В доме Хаджи Али Мортенсона радушно приняла Сакина. Она ласково погладила его по руке. Впервые к Грегу прикоснулась женщина балти. Сакина широко улыбнулась и отошла к «кухне». Так назывался уголок дома, где располагался круглый очаг, висели полки и стояла большая деревянная доска для разделки продуктов. Мортенсон неожиданно осмелел и нарушил негласный кодекс поведения гостя: он прошел за женщиной «в кухню». Возле очага он наклонился, чтобы поздороваться с внучкой Сакины, Джахан. Девочка застенчиво улыбалась, зажав концы своего темно-красного платка в зубах.

Растревоженная неожиданным поступком гостя, Сакина попыталась выпроводить Мортенсона из «кухни», но он просто сказал: «Я помогу!» Грег зачерпнул из медного горшка пригоршню зеленого горного чая tamburok, бросил в закопченный чайник и залил речной водой из огромной канистры. Потом подбросил несколько щепок в очаг и поставил чайник на огонь.
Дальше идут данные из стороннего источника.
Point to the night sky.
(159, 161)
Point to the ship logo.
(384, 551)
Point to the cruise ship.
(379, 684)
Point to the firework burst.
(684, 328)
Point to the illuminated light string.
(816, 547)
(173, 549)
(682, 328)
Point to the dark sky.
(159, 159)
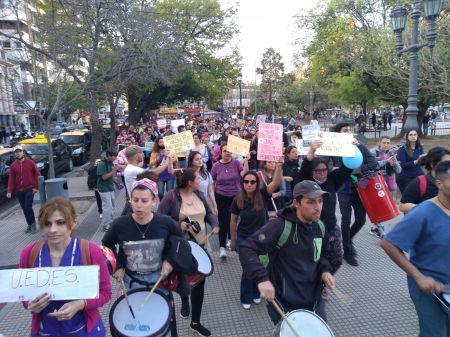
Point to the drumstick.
(283, 315)
(151, 291)
(122, 285)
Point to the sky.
(264, 24)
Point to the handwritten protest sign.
(174, 124)
(161, 123)
(270, 141)
(61, 283)
(240, 123)
(335, 144)
(179, 142)
(301, 148)
(260, 119)
(238, 145)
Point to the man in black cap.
(295, 243)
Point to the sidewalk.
(379, 301)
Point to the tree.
(272, 72)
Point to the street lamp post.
(398, 18)
(240, 95)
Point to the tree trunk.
(96, 142)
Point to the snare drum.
(153, 320)
(306, 323)
(205, 265)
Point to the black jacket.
(293, 271)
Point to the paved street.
(378, 302)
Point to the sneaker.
(185, 310)
(222, 253)
(351, 260)
(325, 294)
(200, 329)
(375, 231)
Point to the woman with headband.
(143, 239)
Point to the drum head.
(152, 320)
(306, 323)
(205, 265)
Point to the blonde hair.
(64, 206)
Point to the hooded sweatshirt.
(292, 269)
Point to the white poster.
(61, 283)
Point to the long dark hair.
(433, 157)
(192, 154)
(257, 201)
(408, 148)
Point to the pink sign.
(161, 122)
(270, 142)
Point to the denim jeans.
(249, 289)
(433, 321)
(25, 198)
(346, 203)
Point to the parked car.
(80, 143)
(7, 157)
(38, 151)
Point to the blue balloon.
(353, 162)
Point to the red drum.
(377, 198)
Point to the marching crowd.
(280, 216)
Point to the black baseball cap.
(309, 189)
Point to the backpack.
(422, 185)
(266, 260)
(34, 252)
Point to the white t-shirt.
(130, 174)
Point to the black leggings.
(223, 207)
(197, 296)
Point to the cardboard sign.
(260, 119)
(238, 145)
(301, 148)
(335, 144)
(61, 283)
(161, 123)
(270, 142)
(179, 143)
(240, 123)
(149, 146)
(174, 124)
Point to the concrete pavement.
(378, 305)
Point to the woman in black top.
(414, 194)
(248, 205)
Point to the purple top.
(76, 326)
(227, 177)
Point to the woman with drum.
(227, 174)
(186, 205)
(57, 220)
(248, 206)
(408, 155)
(143, 238)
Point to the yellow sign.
(238, 145)
(179, 142)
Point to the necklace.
(146, 229)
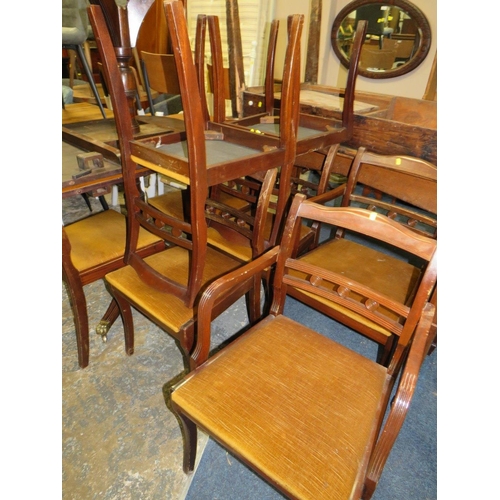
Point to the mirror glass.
(397, 41)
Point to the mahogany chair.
(91, 248)
(160, 75)
(166, 286)
(303, 411)
(403, 188)
(234, 227)
(314, 132)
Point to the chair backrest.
(335, 287)
(160, 72)
(74, 21)
(247, 226)
(289, 111)
(140, 213)
(373, 57)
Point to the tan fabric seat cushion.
(169, 203)
(100, 239)
(174, 263)
(387, 275)
(298, 405)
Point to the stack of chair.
(405, 189)
(315, 134)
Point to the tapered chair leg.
(190, 435)
(128, 322)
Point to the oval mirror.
(398, 37)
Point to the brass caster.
(102, 329)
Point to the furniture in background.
(403, 188)
(74, 34)
(313, 133)
(303, 411)
(94, 245)
(166, 287)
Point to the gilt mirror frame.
(415, 14)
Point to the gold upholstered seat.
(303, 411)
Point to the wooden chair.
(313, 180)
(160, 75)
(403, 188)
(166, 286)
(314, 132)
(300, 409)
(230, 229)
(93, 247)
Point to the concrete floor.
(119, 439)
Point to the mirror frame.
(416, 15)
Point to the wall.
(331, 72)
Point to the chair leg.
(385, 351)
(88, 72)
(79, 308)
(190, 434)
(109, 317)
(128, 322)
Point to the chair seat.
(388, 275)
(242, 249)
(174, 263)
(217, 152)
(300, 434)
(101, 238)
(170, 203)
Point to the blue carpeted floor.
(410, 472)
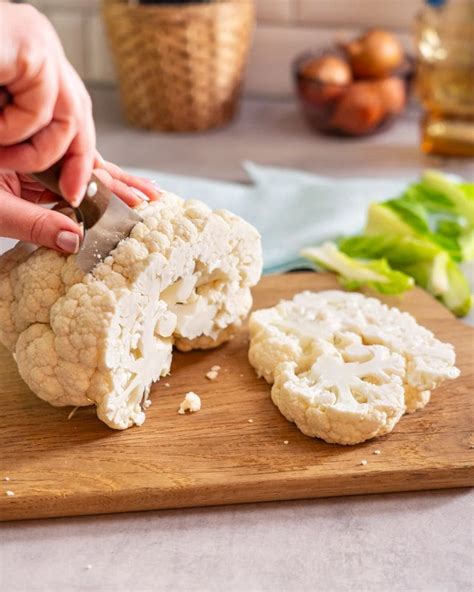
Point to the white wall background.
(285, 28)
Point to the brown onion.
(359, 111)
(375, 55)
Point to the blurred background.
(284, 28)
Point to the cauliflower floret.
(345, 367)
(182, 277)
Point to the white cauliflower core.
(345, 367)
(182, 278)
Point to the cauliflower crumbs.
(191, 403)
(72, 413)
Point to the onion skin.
(327, 70)
(375, 55)
(359, 111)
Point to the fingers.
(70, 137)
(79, 158)
(144, 186)
(32, 223)
(121, 190)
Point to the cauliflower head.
(345, 367)
(182, 278)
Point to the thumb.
(32, 223)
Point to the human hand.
(23, 217)
(50, 115)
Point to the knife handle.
(94, 203)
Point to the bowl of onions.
(355, 89)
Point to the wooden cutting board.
(234, 449)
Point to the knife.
(106, 219)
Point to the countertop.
(411, 542)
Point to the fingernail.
(67, 241)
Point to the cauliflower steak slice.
(345, 367)
(182, 277)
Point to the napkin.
(292, 209)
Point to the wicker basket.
(180, 68)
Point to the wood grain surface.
(59, 467)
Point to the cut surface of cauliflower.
(182, 277)
(346, 367)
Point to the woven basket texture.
(180, 68)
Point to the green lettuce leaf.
(354, 274)
(428, 264)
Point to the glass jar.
(445, 76)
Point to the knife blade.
(106, 219)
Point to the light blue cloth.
(291, 209)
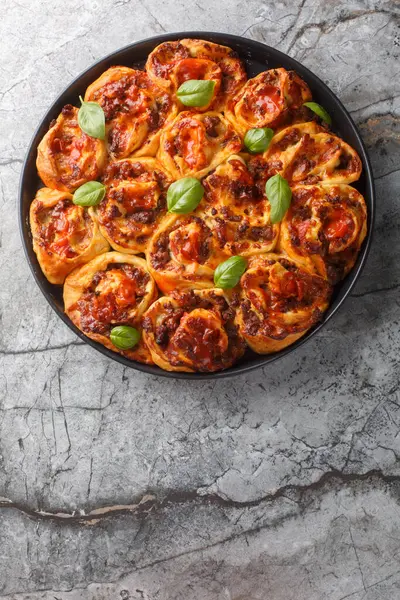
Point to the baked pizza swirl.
(63, 234)
(324, 228)
(134, 203)
(183, 253)
(67, 157)
(272, 99)
(172, 63)
(279, 301)
(237, 210)
(112, 289)
(135, 109)
(194, 144)
(306, 153)
(192, 331)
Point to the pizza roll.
(306, 153)
(112, 289)
(192, 331)
(279, 301)
(63, 234)
(135, 109)
(270, 99)
(236, 210)
(325, 227)
(183, 253)
(172, 63)
(134, 203)
(67, 157)
(194, 144)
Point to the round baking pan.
(257, 57)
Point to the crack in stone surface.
(151, 503)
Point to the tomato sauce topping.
(200, 337)
(111, 297)
(189, 242)
(64, 227)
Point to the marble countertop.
(282, 484)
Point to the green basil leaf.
(279, 195)
(258, 139)
(89, 194)
(184, 195)
(320, 111)
(91, 119)
(196, 92)
(124, 337)
(228, 273)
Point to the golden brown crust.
(112, 289)
(194, 144)
(306, 153)
(237, 211)
(279, 301)
(63, 234)
(325, 227)
(183, 253)
(153, 140)
(67, 157)
(172, 63)
(192, 331)
(271, 99)
(134, 204)
(135, 108)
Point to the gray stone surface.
(282, 484)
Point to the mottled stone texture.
(279, 485)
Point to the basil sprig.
(196, 92)
(279, 195)
(89, 194)
(228, 273)
(91, 119)
(184, 195)
(124, 337)
(258, 139)
(320, 111)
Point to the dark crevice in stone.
(150, 503)
(38, 350)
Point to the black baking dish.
(257, 57)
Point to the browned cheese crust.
(112, 289)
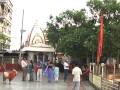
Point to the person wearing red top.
(9, 75)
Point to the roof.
(39, 48)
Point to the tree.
(110, 9)
(4, 41)
(68, 32)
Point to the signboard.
(1, 55)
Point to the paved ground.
(17, 84)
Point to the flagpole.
(100, 40)
(21, 31)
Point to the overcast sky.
(37, 10)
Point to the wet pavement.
(18, 84)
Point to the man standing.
(76, 72)
(66, 68)
(24, 65)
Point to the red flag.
(100, 40)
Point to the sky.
(39, 10)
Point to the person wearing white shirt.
(66, 68)
(24, 65)
(76, 72)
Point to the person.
(30, 70)
(66, 68)
(76, 72)
(38, 70)
(86, 72)
(24, 65)
(56, 72)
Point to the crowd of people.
(34, 71)
(51, 71)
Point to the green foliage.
(76, 34)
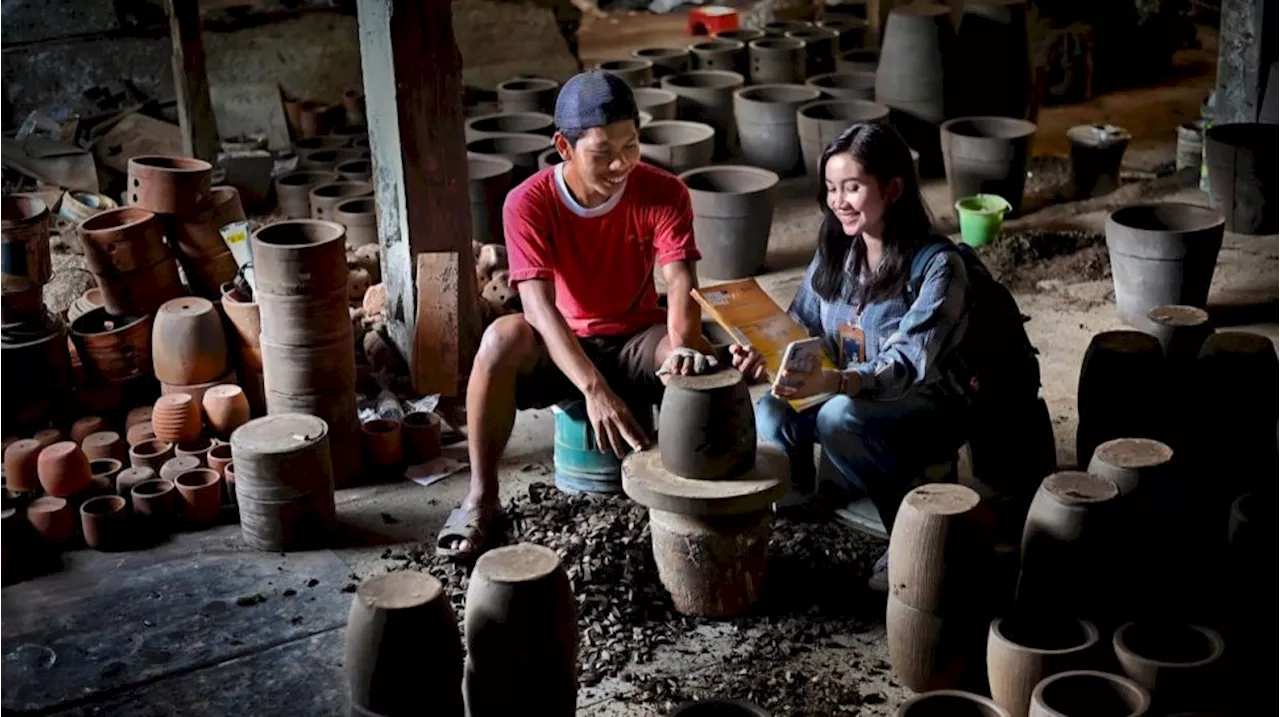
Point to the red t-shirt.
(600, 259)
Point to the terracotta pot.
(113, 348)
(420, 432)
(1023, 651)
(105, 523)
(1179, 665)
(201, 494)
(150, 455)
(197, 448)
(54, 520)
(383, 446)
(131, 476)
(300, 257)
(63, 469)
(105, 444)
(187, 342)
(19, 465)
(1086, 693)
(169, 185)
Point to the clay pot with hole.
(293, 191)
(169, 185)
(150, 455)
(201, 494)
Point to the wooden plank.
(191, 83)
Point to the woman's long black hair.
(883, 154)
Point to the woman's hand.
(748, 360)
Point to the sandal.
(467, 524)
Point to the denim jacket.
(906, 342)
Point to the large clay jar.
(63, 469)
(1086, 693)
(187, 342)
(1179, 665)
(521, 631)
(388, 671)
(707, 426)
(1024, 649)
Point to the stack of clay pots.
(307, 342)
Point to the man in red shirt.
(583, 240)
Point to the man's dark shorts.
(626, 362)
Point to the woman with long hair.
(888, 325)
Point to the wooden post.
(191, 83)
(414, 101)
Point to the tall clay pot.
(1161, 254)
(732, 215)
(1024, 649)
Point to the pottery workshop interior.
(639, 357)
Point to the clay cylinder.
(1024, 649)
(521, 633)
(391, 620)
(1086, 693)
(302, 256)
(284, 482)
(169, 185)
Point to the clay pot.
(1023, 651)
(82, 428)
(293, 191)
(187, 342)
(325, 197)
(1086, 693)
(225, 409)
(150, 455)
(951, 703)
(129, 478)
(176, 418)
(63, 469)
(360, 218)
(169, 185)
(392, 616)
(521, 633)
(732, 213)
(19, 465)
(201, 496)
(113, 348)
(1179, 665)
(300, 257)
(383, 446)
(54, 520)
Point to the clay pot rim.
(1088, 629)
(103, 506)
(1214, 639)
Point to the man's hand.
(613, 424)
(688, 362)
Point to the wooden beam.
(190, 82)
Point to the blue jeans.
(877, 447)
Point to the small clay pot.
(201, 496)
(54, 520)
(105, 523)
(128, 478)
(197, 448)
(383, 446)
(105, 444)
(420, 433)
(63, 469)
(85, 426)
(150, 453)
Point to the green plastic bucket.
(981, 217)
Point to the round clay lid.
(1134, 452)
(1079, 488)
(648, 483)
(522, 562)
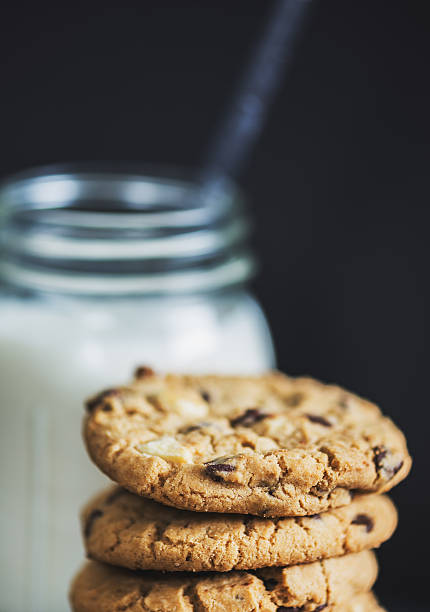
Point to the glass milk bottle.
(102, 269)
«Бабушка была поражена, когда доктор Грег прошел в ее кухню, для гостя это было немыслимо, — вспоминает Джахан. — Но она уже давно воспринимала его как собственного сына, поэтому не стала возражать. Потом мое представление о мире изменилось еще больше: она стала поругивать деда за то, что он не помогает ей так, как его американский сын».

Сначала Мортенсон налил чай старейшинам Корфе, а потом уже себе. Он уселся на подушки возле очага. Кизяки наполняли комнату едким дымом.

Когда речь заходила об интересах Корфе, Хаджи Али неизменно был настороже. Он уже знал, что два джипа, которые доставляли тросы для моста, застряли в двадцати восьми километрах от Корфе. Оползень блокировал дорогу. Поскольку разборка завала могла занять несколько недель, а в плохую погоду из Скарду вряд ли отправили бы бульдозеры, Хаджи Али предложил всем работоспособным мужчинам Корфе самим взяться за доставку тросов, чтобы быстрее начать строительство моста.

«Я всегда удивлялся тому, как Хаджи Али ухитряется знать обо всем, что происходит в долине Бралду и за ее пределами. Ведь в деревне не было ни телефона, ни электричества, ни радио», — вспоминает Мортенсон.

На следующий день тридцать пять балти — от подростков до самого Хаджи Али и его седовласых ровесников — отправились в путь под проливным дождем. Доставка тросов в Корфе заняла двенадцать часов. Каждая катушка троса весила 400 килограммов. Сквозь нее продевали крепкий деревянный шест, который несли десять мужчин.

Мортенсон был сантиметров на тридцать выше самого высокого жителя Корфе. Он тоже попытался поучаствовать в переноске троса, но держал шест так высоко, что с ним никто не смог работать. В результате ему пришлось просто наблюдать. Никто не возражал. Большинство мужчин трудились носильщиками в западных экспедициях. Эти люди привыкли носить тяжести по леднику Балторо.

ДОСТАВКА ТРОСОВ В КОРФЕ ЗАНЯЛА ДВЕНАДЦАТЬ ЧАСОВ. КАЖДАЯ КАТУШКА ТРОСА ВЕСИЛА 400 КИЛОГРАММОВ. СКВОЗЬ НЕЕ ПРОДЕВАЛИ КРЕПКИЙ ДЕРЕВЯННЫЙ ШЕСТ, КОТОРЫЙ НЕСЛИ ДЕСЯТЬ МУЖЧИН.

Хаджи Али снабдил всех крепким табаком naswar, запасы которого в карманах его жилета, казалось, были неистощимы. Работа ради улучшения жизни в собственной деревне, а не для иностранных альпинистов доставляла людям удовольствие. Об этом сказал Грегу улыбающийся Туаа.

В Корфе мужчины выкопали для опор глубокие ямы на обоих берегах реки. Но муссон не ослабевал, а под дождем работать с цементом было бессмысленно. И тогда молодежь деревни решила пока отправиться на охоту на горного козла. Туаа пригласил Мортенсона.

У Грега на ногах были только кроссовки. Поэтому ему казалось, что он совершенно не готов к походу в горы. Но остальные шестеро охотников были снаряжены не лучше. Только на ногах Туаа, сына вождя, красовались коричневые кожаные ботинки, подаренные кем-то из альпинистов. Но двое его товарищей отправились на охоту, плотно обмотав ноги кожаными «портянками»; у троих были пластиковые сандалии.

Они двинулись на север от Корфе по гречишным полям, постоянно поскальзываясь на скользкой глине. Под проливным дождем колосья гнулись. Единственное в группе ружье — британскую винтовку-мушкет колониальных времен — с гордостью нес Туаа. Мортенсон не верил в то, что они подстрелят горного козла с помощью этого музейного экспоната.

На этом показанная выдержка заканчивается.